As if I needed confirmation of that, I recently read an essay posted online in Kenyon Review titled "On Not Giving Up," by Laura Maylene Walter. She tells us of her decision years ago to "keep writing even if I never publish again." Writing, she says, "can be a breeding ground for loneliness, self-doubt, and self-loathing; it's rife with rejection; it's tough on both the spine and the heart; and there's pitifully little money in it, and often just as little respect." She adds, "It's not easy to stay the course through the years and decades, especially if you feel you don't have much to show for it." Later she explains her recurring struggles with "how frustrating the writing was," claiming that over the years she was "racking up hundreds—probably thousands—of rejections." In spite of that she kept writing.

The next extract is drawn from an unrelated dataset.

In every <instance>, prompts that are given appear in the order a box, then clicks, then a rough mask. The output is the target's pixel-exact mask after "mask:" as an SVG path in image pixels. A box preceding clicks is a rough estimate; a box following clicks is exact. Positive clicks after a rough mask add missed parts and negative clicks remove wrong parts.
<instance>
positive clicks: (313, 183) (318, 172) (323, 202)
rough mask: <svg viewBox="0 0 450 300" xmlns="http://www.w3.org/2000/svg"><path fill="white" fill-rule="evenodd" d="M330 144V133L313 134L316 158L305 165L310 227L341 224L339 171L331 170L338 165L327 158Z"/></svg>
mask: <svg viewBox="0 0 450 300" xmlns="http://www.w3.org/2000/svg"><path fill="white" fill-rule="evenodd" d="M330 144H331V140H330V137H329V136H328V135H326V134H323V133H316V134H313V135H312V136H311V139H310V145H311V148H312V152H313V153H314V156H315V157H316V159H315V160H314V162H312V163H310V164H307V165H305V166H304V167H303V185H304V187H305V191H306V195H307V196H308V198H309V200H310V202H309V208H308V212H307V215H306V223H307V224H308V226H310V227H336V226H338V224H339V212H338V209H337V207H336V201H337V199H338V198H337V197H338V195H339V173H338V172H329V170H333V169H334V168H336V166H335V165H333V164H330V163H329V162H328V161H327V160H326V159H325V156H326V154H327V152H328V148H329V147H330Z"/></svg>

It will come as no surprise that, despite Walter's account of her bouts with frustration and self-doubt, her refusal to simply quit writing resonates with me and, I'm certain, with most writers unable to break the habit. Something there is in writers that can't resist a blank page, that needs to scribble ideas upon it. My wife and I have been decluttering our dwelling lately and I continue to unearth ancient artifacts of my own writing life, a vast assortment of manuscripts and typescripts and printouts and publications of all kinds—columns and reviews, articles and essays, plays and poems and songs and scripts—and an overwhelming volume of handwritten journal entries dating back many decades. I'm also only too aware of how many project logs and reflective posts (which I often refer to as "whining journal entries") and the like take up bytes and kilobytes and megabytes on my succession of laptops, flashdrives, CDs, and floppy disks, not to mention various "clouds" somewhere.


Much of it—maybe even most of it—is overwhelming evidence of an obsession with expression. I even keep a Blog Log, to report to myself what I've been doing or have done or may possibly do to generate another entry. When I'm not specifically working on something I'll write about that in a file—the Notes entry I tend to compose every other Friday now always ends with this quote from me: "Avoiding work by writing about all the work I have to do is a standard device of mine that seems to be working." To my mind, it counts as writing. What got me into writing was not a desire to publish but a need to clarify my thinking by wrestling with the words I use to express it. It's generated a lot of sentences over the years.


In her essay on not giving up, Laura Maylene Walter reports that, though she finally has a debut novel, Body of Stars, coming out (and apparently an agent, since it went to auction), "that doesn't mean it's smooth sailing." She adds that "what we're all living through now—a global pandemic, a renewed and overdue call for justice for Black lives, continued political upheaval, climate change, and beyond—can make the pursuit of the writing life seem frivolous." I recently heard a writer friend express reluctance about posting something light, something lyrical, something intimate on her own blog or Facebook page, nervous about being thought to be indifferent to the terrible times we live in, as if she didn't feel the anxiety and anger and outrage that so many of us feel overwhelmed by. But I know she does feel it all, as I do, as do most of the people whose Facebook posts I "like." That doesn't mean that any of us need to entirely abandon everything else that matters to us, ignore the things that grow out of who we are. As Walters observes, "we keep going, and we continue trying to make something meaningful with our words."


Wherever my future writing takes me—and wherever my future editing might help other writers take their writing—I'll hope that the words end up being necessary, being honest, being meaningful. I'll hope that we won't give up.